When Review connects with Farriss again in late August, it’s eight months since our last meeting in Tamworth, and a fair bit has changed in the world, including the intended release date for his album. It has been pushed back almost an entire year in BMG’s schedule because of COVID-19 affecting the record label’s ability to properly market and promote its artists, a decision about which the man himself seems surprisingly serene as he sits in his vehicle near the middle of Barraba so as to ensure a stronger signal for our video call than he’d find at his property outside of town.
“I’ve become fairly philosophical about it,” he says. “I was really disappointed, and I was having trouble processing the reality that I’d gone to all that trouble to write and record all this music and then try to present it to people, and then have that pause button put on it. But after a while, it dawned on me that, for whatever reason, it was happening for a reason.”
As a stopgap measure, BMG and Farriss have decided to flip the script on their intended musical rollout, and an EP that was meant to follow the album will instead arrive before the full-length.

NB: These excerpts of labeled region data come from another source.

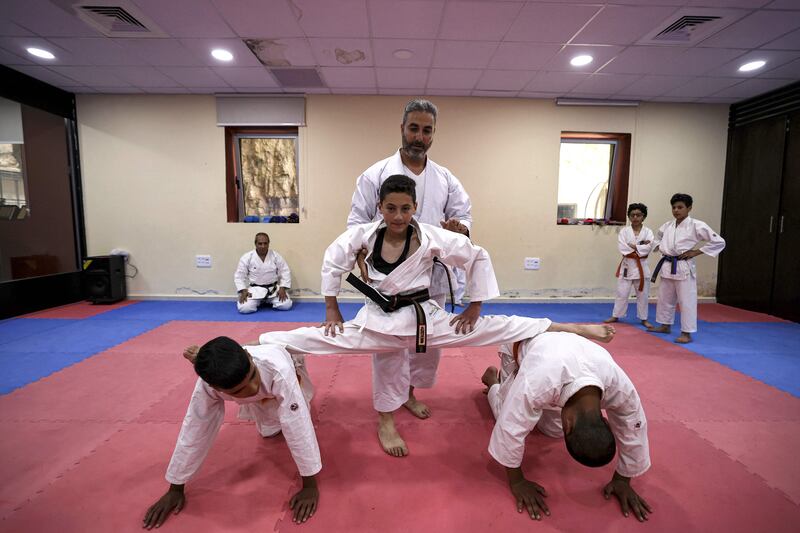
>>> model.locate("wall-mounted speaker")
[81,255,128,304]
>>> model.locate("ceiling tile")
[309,39,374,67]
[320,67,375,89]
[572,5,675,45]
[292,0,370,38]
[50,37,145,66]
[375,68,428,92]
[369,0,444,38]
[51,66,130,89]
[762,27,800,50]
[213,65,279,88]
[601,46,683,74]
[439,2,523,41]
[433,41,499,68]
[158,67,230,90]
[130,0,236,38]
[372,39,434,67]
[504,3,600,43]
[475,70,533,92]
[108,67,179,88]
[114,39,203,67]
[525,72,591,94]
[616,76,691,96]
[428,68,483,90]
[178,39,262,67]
[665,78,742,98]
[211,0,305,39]
[546,44,624,73]
[703,11,800,48]
[489,43,561,70]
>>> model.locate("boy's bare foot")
[578,324,617,342]
[378,413,408,457]
[403,394,431,419]
[481,366,500,393]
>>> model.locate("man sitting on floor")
[482,333,653,521]
[142,337,322,529]
[233,232,292,313]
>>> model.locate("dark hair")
[669,192,692,207]
[194,337,250,389]
[564,412,617,467]
[628,204,647,218]
[403,98,439,125]
[378,174,417,203]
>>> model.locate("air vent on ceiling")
[636,8,742,46]
[53,0,168,37]
[269,68,325,89]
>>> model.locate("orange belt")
[615,252,647,292]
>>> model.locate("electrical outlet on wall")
[523,257,541,270]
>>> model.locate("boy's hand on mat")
[603,472,653,522]
[289,478,319,524]
[450,302,481,335]
[183,344,200,364]
[509,478,550,520]
[142,485,186,529]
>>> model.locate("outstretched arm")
[603,471,653,522]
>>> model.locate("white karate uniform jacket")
[653,217,725,280]
[322,219,500,336]
[617,226,655,279]
[233,250,292,290]
[166,346,322,485]
[489,332,650,477]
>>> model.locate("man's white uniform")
[653,217,725,333]
[259,216,551,400]
[166,346,322,485]
[611,226,654,320]
[347,150,472,412]
[233,250,292,313]
[488,333,650,477]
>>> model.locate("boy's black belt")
[347,272,431,353]
[650,255,686,283]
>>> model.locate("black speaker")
[81,255,128,304]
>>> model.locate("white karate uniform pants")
[611,277,650,320]
[656,276,697,333]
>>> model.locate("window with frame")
[556,131,631,224]
[225,127,300,222]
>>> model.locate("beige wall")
[78,95,727,298]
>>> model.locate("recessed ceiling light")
[392,48,414,59]
[739,60,767,72]
[211,48,233,61]
[27,47,56,59]
[569,55,594,67]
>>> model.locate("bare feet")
[578,324,617,342]
[378,413,408,457]
[481,366,500,393]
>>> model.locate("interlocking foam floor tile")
[23,300,139,318]
[0,424,299,533]
[0,421,121,516]
[686,421,800,505]
[697,304,788,323]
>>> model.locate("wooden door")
[717,116,786,313]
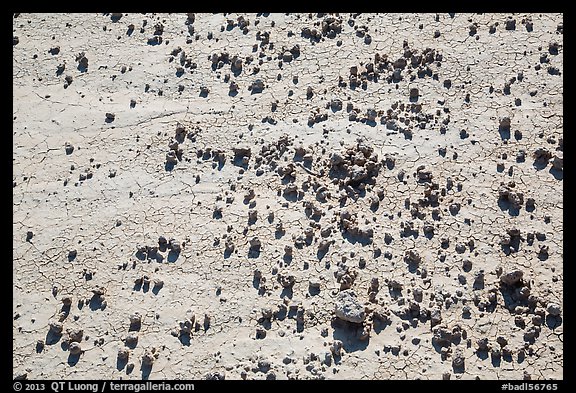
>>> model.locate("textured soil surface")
[12,13,564,380]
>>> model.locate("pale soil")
[13,14,564,379]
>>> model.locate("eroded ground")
[13,14,563,379]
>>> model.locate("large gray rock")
[335,289,366,323]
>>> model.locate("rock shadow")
[331,318,370,353]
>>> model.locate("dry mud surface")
[12,13,564,379]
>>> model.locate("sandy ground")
[12,13,564,379]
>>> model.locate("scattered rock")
[335,289,366,323]
[500,270,524,286]
[546,303,562,316]
[68,342,82,356]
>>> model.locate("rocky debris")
[329,340,344,357]
[404,250,422,266]
[430,308,442,327]
[117,348,130,361]
[546,303,562,317]
[68,342,82,356]
[550,152,564,171]
[66,328,84,343]
[498,181,524,209]
[204,371,226,381]
[248,79,265,94]
[329,141,381,187]
[335,289,366,323]
[178,314,196,336]
[130,312,142,330]
[532,147,552,165]
[416,165,433,183]
[61,295,72,307]
[500,270,524,286]
[452,348,466,368]
[334,264,358,290]
[277,270,296,288]
[142,348,160,367]
[76,52,88,71]
[48,321,64,336]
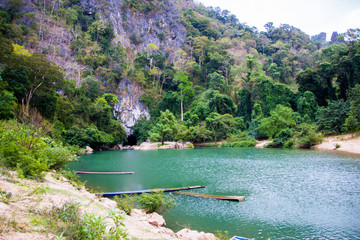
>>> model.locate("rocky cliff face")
[0,0,188,135]
[80,0,188,135]
[114,79,150,135]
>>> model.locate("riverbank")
[133,142,194,150]
[315,133,360,154]
[0,171,215,240]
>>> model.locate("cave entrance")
[125,134,137,146]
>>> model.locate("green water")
[70,148,360,239]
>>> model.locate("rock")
[175,228,216,240]
[114,79,150,136]
[84,146,94,154]
[100,198,117,209]
[147,212,166,227]
[109,144,123,151]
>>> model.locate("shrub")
[0,121,74,178]
[220,132,256,147]
[266,128,294,148]
[138,192,176,214]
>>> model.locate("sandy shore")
[0,172,215,240]
[315,134,360,154]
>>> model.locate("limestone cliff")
[80,0,187,58]
[0,0,190,135]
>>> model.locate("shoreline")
[0,171,216,240]
[255,133,360,155]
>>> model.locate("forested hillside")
[0,0,360,154]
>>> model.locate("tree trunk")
[180,89,184,121]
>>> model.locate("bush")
[220,132,256,147]
[138,192,176,214]
[0,122,74,178]
[39,202,127,239]
[295,123,323,148]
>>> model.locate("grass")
[33,202,127,239]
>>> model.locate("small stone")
[147,213,166,227]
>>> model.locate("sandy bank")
[315,134,360,154]
[0,172,215,240]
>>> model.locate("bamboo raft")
[174,192,245,202]
[75,171,135,175]
[95,185,205,197]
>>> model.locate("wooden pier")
[174,192,245,202]
[95,185,205,197]
[75,171,135,175]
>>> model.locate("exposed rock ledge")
[134,142,194,150]
[0,172,216,240]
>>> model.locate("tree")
[150,110,177,145]
[209,93,235,114]
[258,104,296,138]
[206,112,237,144]
[297,91,318,122]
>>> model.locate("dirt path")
[0,172,215,240]
[316,134,360,154]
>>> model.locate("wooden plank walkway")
[75,171,135,175]
[174,192,245,202]
[95,185,205,197]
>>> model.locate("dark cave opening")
[125,135,137,146]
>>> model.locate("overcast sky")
[197,0,360,40]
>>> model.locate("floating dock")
[95,185,205,197]
[174,192,245,202]
[75,171,135,175]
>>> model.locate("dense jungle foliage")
[0,0,360,167]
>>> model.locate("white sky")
[197,0,360,40]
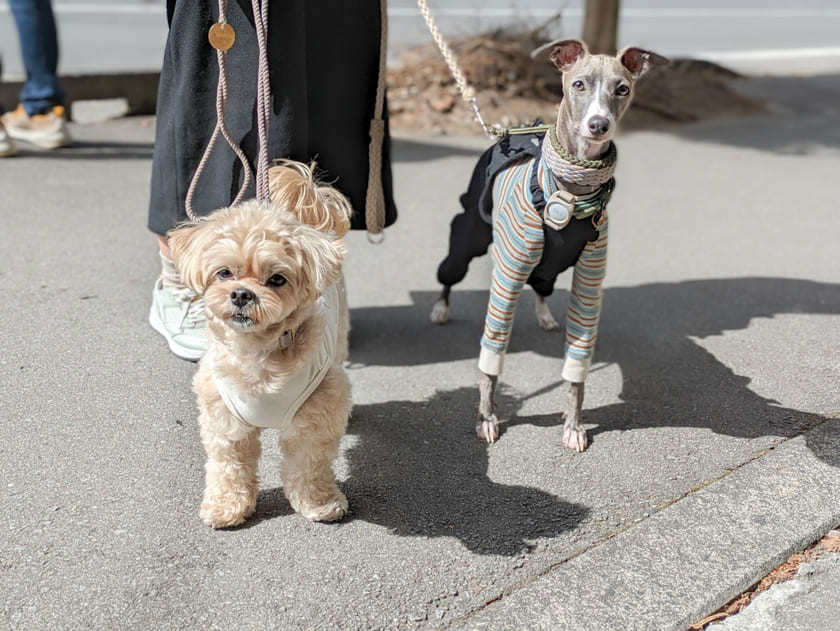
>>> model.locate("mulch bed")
[387,29,765,135]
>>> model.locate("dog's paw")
[536,300,560,331]
[563,427,589,453]
[198,498,256,528]
[429,299,449,324]
[299,491,349,521]
[475,415,499,444]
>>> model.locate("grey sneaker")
[0,120,17,158]
[2,104,73,149]
[149,278,207,361]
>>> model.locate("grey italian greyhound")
[431,40,668,452]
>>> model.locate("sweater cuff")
[563,355,592,383]
[478,346,505,377]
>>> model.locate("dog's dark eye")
[268,274,286,287]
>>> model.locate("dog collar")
[529,157,615,230]
[280,329,295,351]
[542,128,618,186]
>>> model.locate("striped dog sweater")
[478,152,607,382]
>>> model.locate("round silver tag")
[545,202,572,226]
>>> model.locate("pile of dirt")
[388,29,765,135]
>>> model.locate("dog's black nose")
[589,116,610,136]
[230,287,254,307]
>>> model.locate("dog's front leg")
[563,381,588,453]
[199,419,261,528]
[280,366,351,521]
[475,372,499,443]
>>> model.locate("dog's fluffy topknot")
[268,160,353,237]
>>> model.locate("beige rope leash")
[365,0,388,243]
[417,0,498,140]
[184,0,270,221]
[184,0,251,221]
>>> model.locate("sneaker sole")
[149,308,204,362]
[6,127,73,149]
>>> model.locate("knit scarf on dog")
[542,129,617,186]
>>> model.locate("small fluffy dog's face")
[169,201,344,333]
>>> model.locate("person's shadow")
[255,278,840,556]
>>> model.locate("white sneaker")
[2,104,73,149]
[0,121,17,158]
[149,278,207,361]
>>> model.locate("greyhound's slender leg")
[563,382,588,453]
[429,285,452,324]
[475,372,499,443]
[534,294,560,331]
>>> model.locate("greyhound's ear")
[616,46,671,79]
[531,39,589,72]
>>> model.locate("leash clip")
[543,190,575,235]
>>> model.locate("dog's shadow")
[342,388,589,556]
[249,278,840,544]
[350,275,840,465]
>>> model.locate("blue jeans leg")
[9,0,64,116]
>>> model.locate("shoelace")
[173,287,207,328]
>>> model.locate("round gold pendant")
[207,22,236,50]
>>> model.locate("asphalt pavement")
[0,68,840,631]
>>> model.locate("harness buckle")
[543,190,575,235]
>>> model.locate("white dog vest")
[213,285,340,428]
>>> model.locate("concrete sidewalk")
[0,78,840,631]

Named All the Stars Are Mine, these five songs were recorded around the same time as his debut album but didn’t quite fit with the collection.
His wife is sitting in the driver’s seat beside him, both literally and figuratively, for she is not just his life partner but his project director on all aspects of Farriss’s still nascent solo career. What do you reckon, Marlina: is your man telling porkies about how he’s really been feeling in recent months, or is he giving it to us straight?
“I think he’s dealt with it very well,” she replies. “At the beginning of COVID, we all sort of freaked out a bit. But you regroup and you think of different ways to approach problems, and I think when we came up with the idea of the EP, that was the spark of, ‘Let’s do this. Let’s keep going.’ But Andrew is pretty good at accepting things you can’t change, and trying to look for solutions.”
The final track on the EP is named First Man on Earth, and it is certainly the outlier of the collection. Built on layered synthesiser sounds and programmed drums, it is far removed from the more traditional country strummers that precede it. Featuring lyrics inspired by the life-changing experience of becoming a father for the first time, its origins lie in a songwriting session in London about 15 years ago.
At eight minutes, First Man on Earth is certainly not your average pop song, country-spiced or otherwise. An instrumental midsection sees Farriss spiral off into an extended electric guitar solo, while the man himself jokes that its sky-gazing nature has led to a slight shift in his sense of self.
“With my band guys, I’ve been rehearsing a bit and getting ready for when, please dear God, the gates open again, and we can play live,” he says. “But I’ve been having a good time working out what songs I want to do next, including these songs. So I’m now thinking of myself on the EP as the ‘space cowboy’: I’m going to outer space for a minute, but I’m coming back down to earth.”
If that sounds a little strange, it’s probably no more unusual than the songwriter behind one of the biggest bands in Australian music history reinventing himself as a country musician at 61. And while First Man on Earth might be one of the strangest songs he’s yet put his name to in more than four decades of making music, his songwriting smarts are such that it’d work on a stage set near a food court kebab shop inside a Tamworth shopping centre just as well as it would at Wembley Stadium.